Pape Johanna, Rosolowski Maciej, Pfäffle Roland, Beeskow Anne B, Gräfe Daniel
Department of Pediatric Radiology, University Hospital, 04103, Leipzig, Germany.
Institute for Medical Informatics, Statistics and Epidemiology, Leipzig University, 04107, Leipzig, Germany.
Eur Radiol. 2025 Mar;35(3):1190-1196. doi: 10.1007/s00330-024-11169-6. Epub 2024 Nov 5.
To date, AI-supported programs for bone age (BA) determination for medical use in Europe have almost only been validated separately, according to Greulich and Pyle (G&P). Therefore, the current study aimed to compare the performance of three programs, namely BoneXpert, PANDA, and BoneView, on a single Central European population.
For this retrospective study, hand radiographs of 306 children aged 1-18 years, stratified by gender and age, were included. A subgroup consisting of the age group accounting for 90% of examinations in clinical practice was formed. The G&P BA was estimated by three human experts-as ground truth-and three AI-supported programs. The mean absolute deviation, the root mean squared error (RMSE), and dropouts by the AI were calculated.
The correlation between all programs and the ground truth was prominent (R ≥ 0.98). In the total group, BoneXpert had a lower RMSE than BoneView and PANDA (0.62 vs. 0.65 and 0.75 years) with a dropout rate of 2.3%, 20.3% and 0%, respectively. In the subgroup, there was less difference in RMSE (0.66 vs. 0.68 and 0.65 years, max. 4% dropouts). The standard deviation between the AI readers was lower than that between the human readers (0.54 vs. 0.62 years, p < 0.01).
All three AI programs predict BA after G&P in the main age range with similar high reliability. Differences arise at the boundaries of childhood.
Question There is a lack of comparative, independent validation for artificial intelligence-based bone age estimation in children. Findings Three commercially available programs estimate bone age after Greulich and Pyle with similarly high reliability in a central European cohort.
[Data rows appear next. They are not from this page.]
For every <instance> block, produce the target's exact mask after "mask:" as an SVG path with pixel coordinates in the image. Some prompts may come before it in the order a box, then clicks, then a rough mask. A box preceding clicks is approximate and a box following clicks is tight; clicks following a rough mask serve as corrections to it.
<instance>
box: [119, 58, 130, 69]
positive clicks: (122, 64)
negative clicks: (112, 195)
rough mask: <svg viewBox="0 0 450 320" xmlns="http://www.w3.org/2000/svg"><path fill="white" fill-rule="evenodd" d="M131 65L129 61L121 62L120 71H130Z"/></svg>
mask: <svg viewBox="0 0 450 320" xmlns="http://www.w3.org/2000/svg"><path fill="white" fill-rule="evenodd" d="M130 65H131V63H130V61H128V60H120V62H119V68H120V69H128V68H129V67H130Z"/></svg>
Clinical relevance The comparative study will help the reader choose a software for bone age estimation approved for the European market depending on the targeted age group and economic considerations.
迄今为止,在欧洲,用于医学用途的人工智能支持的骨龄(BA)测定程序几乎仅根据格吕利希和派尔(G&P)标准分别进行了验证。因此,本研究旨在比较BoneXpert、PANDA和BoneView这三个程序在单一中欧人群中的性能。
在这项回顾性研究中,纳入了306名1至18岁儿童的手部X光片,并按性别和年龄分层。形成了一个由占临床实践中90%检查的年龄组组成的亚组。由三位医学专家估计G&P骨龄作为对照标准,并与三个人工智能支持的程序进行比较。计算了平均绝对偏差、均方根误差(RMSE)以及人工智能程序的漏检率。
所有程序与对照标准之间的相关性都很显著(R≥0.98)。在总体组中,BoneXpert的RMSE低于BoneView和PANDA(分别为0.62岁、0.65岁和0.75岁),漏检率分别为2.3%、20.3%和0%。在亚组中,RMSE差异较小(分别为0.66岁、0.68岁和0.65岁,最大漏检率为4%)。人工智能阅片者之间的标准差低于人类阅片者(分别为0.54岁和0.62岁,p<0.01)。
所有这三个人工智能程序在主要年龄范围内预测G&P骨龄时具有相似的高可靠性。在儿童年龄边界处存在差异。
问题缺乏对儿童基于人工智能的骨龄估计的比较性、独立验证。发现三个商业可用程序在中欧队列中根据格吕利希和派尔标准估计骨龄时具有相似的高可靠性。临床意义这项比较研究将帮助读者根据目标年龄组和经济考虑因素选择一种经欧洲市场批准的骨龄估计软件。